About
Jonathan Temple
Supervisor(s):
Dr Raphael Levy, Dr Violaine See, Dr Rachel Bearon and Dr Gary Allenby (Aurelia Bioscience)
I previously completed an MBiolSci in Biochemistry at the University of Liverpool where I completed two research projects. I initially worked analysing various biofluids, such as blood plasma and saliva, using NMR to create a database for the composition of healthy biofluids. This database could then be used to identify biomarkers of disease when compared with diseased samples. Secondly, I used ion mobility mass spectrometry to study the effect of point mutations in the catalytic site of the tyrosine kinase Ephrin-A3, a protein involved in the development in various cancers. I have always undertaken projects that have links to health and disease as this is an area that I am passionate about as well as find extremely interesting.

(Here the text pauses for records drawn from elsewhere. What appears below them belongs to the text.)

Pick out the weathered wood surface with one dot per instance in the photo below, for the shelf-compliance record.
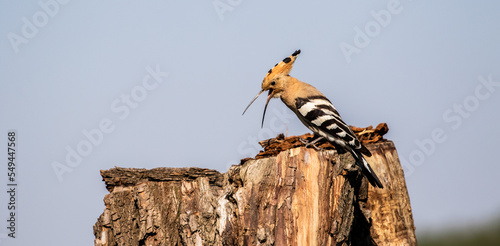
(298, 197)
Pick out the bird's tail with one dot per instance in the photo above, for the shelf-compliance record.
(367, 170)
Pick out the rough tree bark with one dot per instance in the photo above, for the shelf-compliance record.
(287, 195)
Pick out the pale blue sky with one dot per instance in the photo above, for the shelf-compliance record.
(67, 66)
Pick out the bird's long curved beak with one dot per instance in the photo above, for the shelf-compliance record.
(265, 108)
(252, 101)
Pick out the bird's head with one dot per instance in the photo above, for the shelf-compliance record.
(275, 80)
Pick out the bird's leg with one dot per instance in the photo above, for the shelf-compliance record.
(312, 142)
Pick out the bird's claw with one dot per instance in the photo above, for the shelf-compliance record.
(311, 143)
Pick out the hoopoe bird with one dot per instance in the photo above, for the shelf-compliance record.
(315, 111)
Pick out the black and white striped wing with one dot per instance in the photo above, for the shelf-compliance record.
(321, 117)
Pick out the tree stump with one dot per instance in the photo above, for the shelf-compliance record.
(298, 196)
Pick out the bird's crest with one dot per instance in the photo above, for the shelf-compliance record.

Development of 3-dimensional cell culture for integrated modelling of cells and tissues
3D cell culture methods allow cells to; behave akin to those in in vivo conditions (in terms of cellular communication and the development of the extracellular matrix), produce a more accurate representation of the cellular composition of tissues and adopt a polarity like in vivo. They also allow the study of tumour characteristics such as dormancy, hypoxia and anti-apoptotic behaviour.
There are two main types of 3D culture methods: Scaffold techniques (Scaffolds, biomimetic scaffolds and hydrogels) and scaffold-free techniques (bioreactors, magnetic levitation and 3D bioprinting).
The aim for my project is to perform a comparison between liver cells cultured in 2D, in 3D spheroids and on 3D scaffolds. Studying their ability to mimic the in vivo environment as well detect hepatotoxins. Using the biochemical screening expertise of my industrial partner (Aurelia Bioscience), along with microscopic analysis, I will study the effects that the different culture methods have on the cells and how this influences their function.